Publicado en Zócalo, julio de 2007

   El desmoronamiento de la Ley Televisa tiene consecuencias más allá de la televisión. La contrarreforma de 2006 no solamente establecía desmedidos privilegios para las empresas de televisión y radio que ya disponían de concesiones y que podrían utilizarlas para difundir otros servicios de telecomunicaciones sin necesariamente pagar por ellos. Además, como insistimos en la edición anterior de Zócalo, la Ley Televisa ponía en manos de las corporaciones mediáticas el desarrollo ulterior de las telecomunicaciones en México como parte de un modelo que excluye el contraste, la competencia y la ciudadanización de los espacios de comunicación.

   Ese modelo excluyente ha quedado en suspenso, al menos durante el breve tiempo que transcurre entre las decisiones que la Suprema Corte de Justicia tomó en los primeros días de junio y la reacción que esos fallos alcancen tanto en el Ejecutivo Federal como, muy especialmente, en el Congreso de la Unión.
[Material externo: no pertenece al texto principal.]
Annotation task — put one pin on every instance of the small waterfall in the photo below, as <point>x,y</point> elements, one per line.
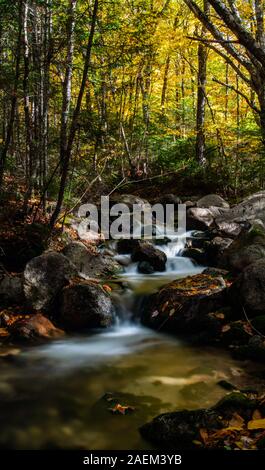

Dos semanas después de la extinción que la Corte decretó contra la Ley Televisa, estaba pendiente la decisión que el presidente Felipe Calderón tomaría acerca de la Comisión Federal de Telecomunicaciones. En tanto, al interior de todos los partidos políticos se extendían, no sin contradicciones, los propósitos para emprender una auténtica reforma del régimen para los medios de comunicación en México.

   A esas decisiones obedecerá la orientación del panorama comunicacional en este país. O, para decirlo de otra manera, de las posiciones que prevalezcan en el Congreso y en la clase política mexicana dependerá el modelo de Sociedad de la Información que tendrá México en las próximas décadas. En la abrogación de la Ley Televisa, los ministros de la Suprema Corte expresaron consideraciones muy críticas acerca de la concentración de los medios en este país y a favor del acceso de la sociedad a las posibilidades de la comunicación de masas. En sus deliberaciones subrayaron, sin denominarlos de esa manera, la confrontación que existe entre el modelo excluyente y el modelo ciudadano para el desarrollo de las telecomunicaciones en México.

 

Más televisión o más definición

   La Ley Televisa permitía la utilización de las frecuencias, originalmente concesionadas  para radiodifusión, con propósitos más versátiles pero en beneficio de las empresas que ya disponían de esos segmentos del espectro radioeléctrico. Aquella contrarreforma no propiciaba la convergencia tecnológica –es decir, la posibilidad de difundir contenidos audiovisuales, de telefonía e Internet gracias a la digitalización en la emisión y recepción de tales mensajes–; lo que auspiciaba era un empleo restringido y privatizado de tales espacios. Lo que hace falta ahora es intensificar el aprovechamiento de las nuevas tecnologías de las telecomunicaciones, pero de tal manera que se diversifiquen las opciones de y para la sociedad.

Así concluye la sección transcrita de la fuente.